Plotted here as standard deviation, the K1’s latency is again hampered by the 100% write workload of our web server benchmark preconditioning.

With preconditioning complete, the workloads for the web server benchmark itself will be 100% read operations.

The web server workload plays to the Kage K1’s strengths as it performs second only to the SSD400M in IOps during the web server benchmark.

The Kage K1 winds up again in second position in the web server average latency results.

The Kage K1 and SM825 have similar maximum latency characteristics during the web server benchmark.

Plotted by standard deviation, the differences between the SSD400M and the other drives are put into contrast as the queue depth rises.


The pureSi Kage K1 SSD provides consistent performance across our range of benchmarks. Compared to the Hitachi SSD400M, which also costs much more, the Kage K1 SSD slips behind, but holds a middle ground with the other eMLC models we tested. Taking account the SandForce controller’s trouble with incompressible write operations, this drive can nonetheless compete favorably with Hitachi and Samsung’s offerings for many applications, and at a better price. It also offers a substantial lead in performance above the Intel SSD 710. The entry of newer manufacturers like pureSilicon into eMLC also bodes well for continued innovation in eMLC storage as the technology gains a foothold.

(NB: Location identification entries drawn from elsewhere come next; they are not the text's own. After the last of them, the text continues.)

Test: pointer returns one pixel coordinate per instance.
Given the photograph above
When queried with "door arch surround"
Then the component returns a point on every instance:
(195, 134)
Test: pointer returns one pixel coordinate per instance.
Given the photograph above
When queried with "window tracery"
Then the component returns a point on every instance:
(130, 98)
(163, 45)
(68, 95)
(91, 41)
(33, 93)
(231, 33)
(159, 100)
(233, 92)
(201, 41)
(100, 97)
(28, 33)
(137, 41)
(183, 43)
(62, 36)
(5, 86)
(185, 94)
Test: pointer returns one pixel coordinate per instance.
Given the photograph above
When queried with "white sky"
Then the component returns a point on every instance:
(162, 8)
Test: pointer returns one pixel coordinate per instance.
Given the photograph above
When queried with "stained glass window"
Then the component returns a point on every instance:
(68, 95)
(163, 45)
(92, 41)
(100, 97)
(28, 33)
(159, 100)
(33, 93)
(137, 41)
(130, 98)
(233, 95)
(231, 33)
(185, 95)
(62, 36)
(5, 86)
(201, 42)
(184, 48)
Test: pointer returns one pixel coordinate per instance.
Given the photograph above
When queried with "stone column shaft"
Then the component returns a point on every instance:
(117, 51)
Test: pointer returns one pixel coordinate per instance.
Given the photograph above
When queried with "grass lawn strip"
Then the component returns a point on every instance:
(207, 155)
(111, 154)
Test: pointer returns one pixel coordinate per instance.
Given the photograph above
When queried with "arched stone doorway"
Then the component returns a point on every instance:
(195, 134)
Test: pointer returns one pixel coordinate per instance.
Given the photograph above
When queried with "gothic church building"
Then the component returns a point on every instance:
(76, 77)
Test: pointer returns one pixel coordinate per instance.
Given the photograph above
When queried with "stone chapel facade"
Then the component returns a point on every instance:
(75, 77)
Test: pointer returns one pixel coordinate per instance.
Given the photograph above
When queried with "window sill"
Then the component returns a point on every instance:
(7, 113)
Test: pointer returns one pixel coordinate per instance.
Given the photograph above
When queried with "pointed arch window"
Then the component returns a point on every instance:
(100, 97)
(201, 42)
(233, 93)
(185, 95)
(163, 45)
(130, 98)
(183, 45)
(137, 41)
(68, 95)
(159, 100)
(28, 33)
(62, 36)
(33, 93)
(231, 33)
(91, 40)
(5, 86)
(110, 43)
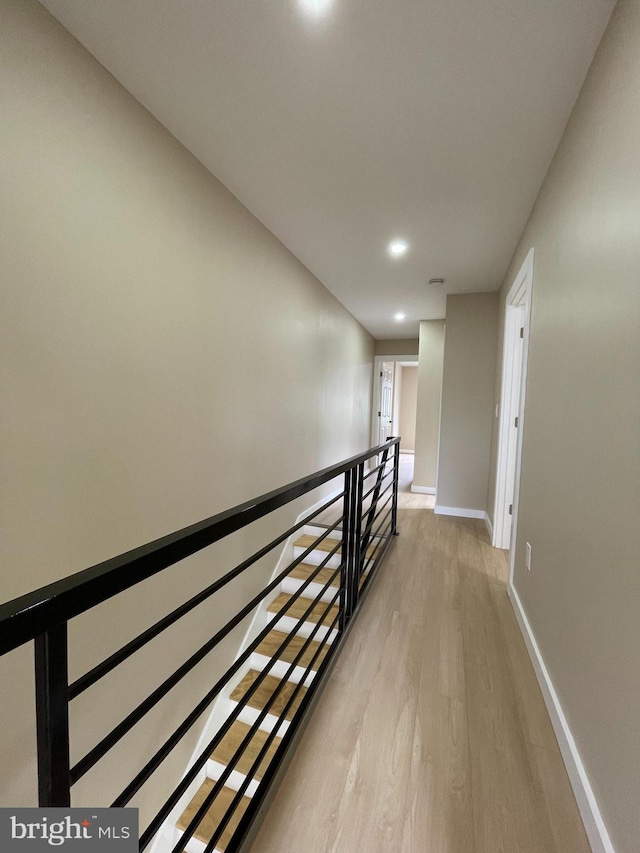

The Kage K1 CNC-machined case shows off pureSi’s attention to detail, that should provide excellent heat dissipation for the drive even as it adds some additional weight that might become a factor when comparing the Kage K1 to other eMLC drives for a large deployment. The Kage K1 also features pureSi’s VoltStream power supply technology, designed to protect in-flight data in the event of a power failure.

The pureSi Kage K1, like many other eMLC products, are designed to fit the market segment where you need the endurance of multiple drive-writes a day, but not as much as what a more costly SLC-based SSD would be capable of. Compared to the Intel SSD 710, which is closest towards the entry-level eMLC enterprise SSDs in terms of cost, the Kage K1 offers a substantial boost in performance. When compared against the upper-tier eMLC models such as the Hitachi SSD400M or Samsung SM825, performance is lower, but not that far behind. With power-fail protection, excellent thermal dissipation, endurance rated at 2.5PB (for the 200GB K1), and solid performance, the pureSi Kage K1 SSD has a lot to offer for the enterprise market.


  • Strong performance in the file server and web server benchmarks
  • Kage K1 SSD keeps max latency between 400-600ms in our testing
  • Excellent CNC-machined case that pays attention to thermals


  • Held back in areas with incompressible write-heavy workloads

Bottom Line

The PureSi Kage K1 makes a good showing for itself versus other first-generation eMLC drives and would be suitable across a number of applications. When compared against other more expensive eMLC SAS/SATA SSDs, performance isn’t the quickest, although it offers a much better value prop.


PureSi is now shipping K1E SSDs in 200GB and 400GB. 50GB, 75GB, 100GB, 150GB, and 300GB capacities will be available later this month.